From the Globe and Mail:

It was the handshake that sealed the end of a revolution.

Yulia Tymoshenko, the charismatic Ukrainian Prime Minister and a key figure in the 2004 Orange Revolution that set the country on a pro-European, anti-Russian course, sat down late last year with Vladimir Putin, who offered her a generous deal for sending Russia’s natural gas through Ukraine’s pipelines, paying 30 per cent more than previously.

She appeared on television warmly shaking hands with the Russian Prime Minister in what is widely seen as Moscow’s endorsement – some would say purchase – of her candidacy.

The image of the handshake is everywhere this week as Ukrainians prepare to go to the polls on Sunday in an election that seems poised to bring the Orange Revolution to a close.

It marks, for Ukraine, the return of Russia.

Voters seem poised to give the greatest share of first-round votes either to Viktor Yanukovich, the Moscow-backed leader who was driven from office in the 2004 protests against his fraudulent election, or to Ms.
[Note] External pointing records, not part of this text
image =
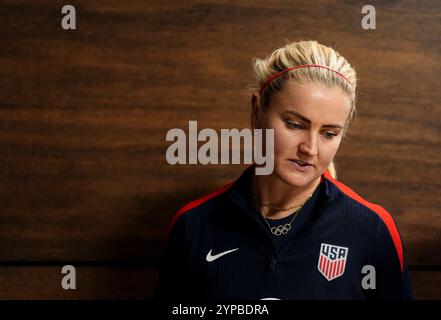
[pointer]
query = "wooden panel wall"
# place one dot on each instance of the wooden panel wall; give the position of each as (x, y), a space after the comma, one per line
(84, 114)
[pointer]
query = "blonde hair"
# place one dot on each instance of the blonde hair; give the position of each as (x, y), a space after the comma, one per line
(306, 53)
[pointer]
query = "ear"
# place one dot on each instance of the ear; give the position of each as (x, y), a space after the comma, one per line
(256, 109)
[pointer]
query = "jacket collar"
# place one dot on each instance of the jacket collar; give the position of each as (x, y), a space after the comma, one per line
(240, 194)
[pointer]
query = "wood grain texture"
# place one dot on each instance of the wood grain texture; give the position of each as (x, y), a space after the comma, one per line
(84, 114)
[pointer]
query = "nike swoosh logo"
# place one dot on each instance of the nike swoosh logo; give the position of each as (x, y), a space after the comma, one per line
(211, 257)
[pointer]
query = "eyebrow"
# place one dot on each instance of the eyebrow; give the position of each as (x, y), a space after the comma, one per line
(309, 121)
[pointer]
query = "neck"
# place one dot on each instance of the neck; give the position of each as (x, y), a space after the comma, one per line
(273, 191)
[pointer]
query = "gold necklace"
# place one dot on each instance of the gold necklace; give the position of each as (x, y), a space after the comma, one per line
(281, 228)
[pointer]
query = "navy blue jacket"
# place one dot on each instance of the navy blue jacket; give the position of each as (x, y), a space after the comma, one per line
(340, 247)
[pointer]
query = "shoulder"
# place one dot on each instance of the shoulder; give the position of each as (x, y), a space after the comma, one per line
(202, 204)
(382, 222)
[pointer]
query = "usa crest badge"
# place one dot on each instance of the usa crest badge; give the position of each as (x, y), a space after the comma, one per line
(332, 261)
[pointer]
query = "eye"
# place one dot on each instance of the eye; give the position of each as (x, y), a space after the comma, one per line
(329, 135)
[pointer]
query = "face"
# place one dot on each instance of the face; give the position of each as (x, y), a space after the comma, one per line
(308, 121)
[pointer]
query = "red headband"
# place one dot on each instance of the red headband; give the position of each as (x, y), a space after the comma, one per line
(299, 67)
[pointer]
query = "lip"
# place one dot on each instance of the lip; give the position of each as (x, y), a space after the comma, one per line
(299, 167)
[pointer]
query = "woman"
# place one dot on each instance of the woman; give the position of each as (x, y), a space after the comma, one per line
(296, 233)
Tymoshenko. Both have pledged to build relations with Moscow and to abandon plans to bring Ukraine into the North Atlantic Treaty Organization.

Almost immediately after the Orange Revolution protests brought Mr. Yushchenko to office in early 2005 amid promises to reform the economy and join NATO and the European Union, Moscow began to punish Ukraine for its defiance.

Europe was terrified by the Ukraine-Russia “gas wars” of 2006 and early 2009. Ukraine’s pipelines carry much of Europe’s natural-gas supply from Russia, and in both those years, Russia refused to pay Ukraine the price it wanted for carriage. In the winter of 2006, a chunk of Europe went without heat for days.

Mr. Putin’s deal with Ms. Tymoshenko was an apparent signal that the gas wars would end under her leadership.

Mr. Yushchenko, sidelined by the deal, issued dark warnings that his two opponents are part of a Kremlin plot. “Tymoshenko and Yanukovich are the finest representatives of a single Kremlin coalition,” he told voters in Lviv, in Ukraine’s European-minded west.

The European Union has essentially abandoned Ukraine, building tough border defences on its Polish flank and shutting the country out of the accession process – even though steps toward membership have brought political and economic stability to Croatia and Serbia under similar circumstances.

But they aren’t willing to give up the nationalist reforms of 2004, which outlawed the Russian language from schools and television. And none of the candidates, even Mr. Yanukovich, has dared touch these changes in campaigns.

Actually Yanukovych has been quite vocal about abandoning democracy and making his first priority as president would be to revive the use of the Russian language. Even the Financial Times endorses him! Either way this article is delivering a very stark look into Ukraine’s future after the elections. It’s up to the voters now, kinda – with Russian resurgence what are the chances the same corruption that initiated the response of the Orange Revolution will happen again?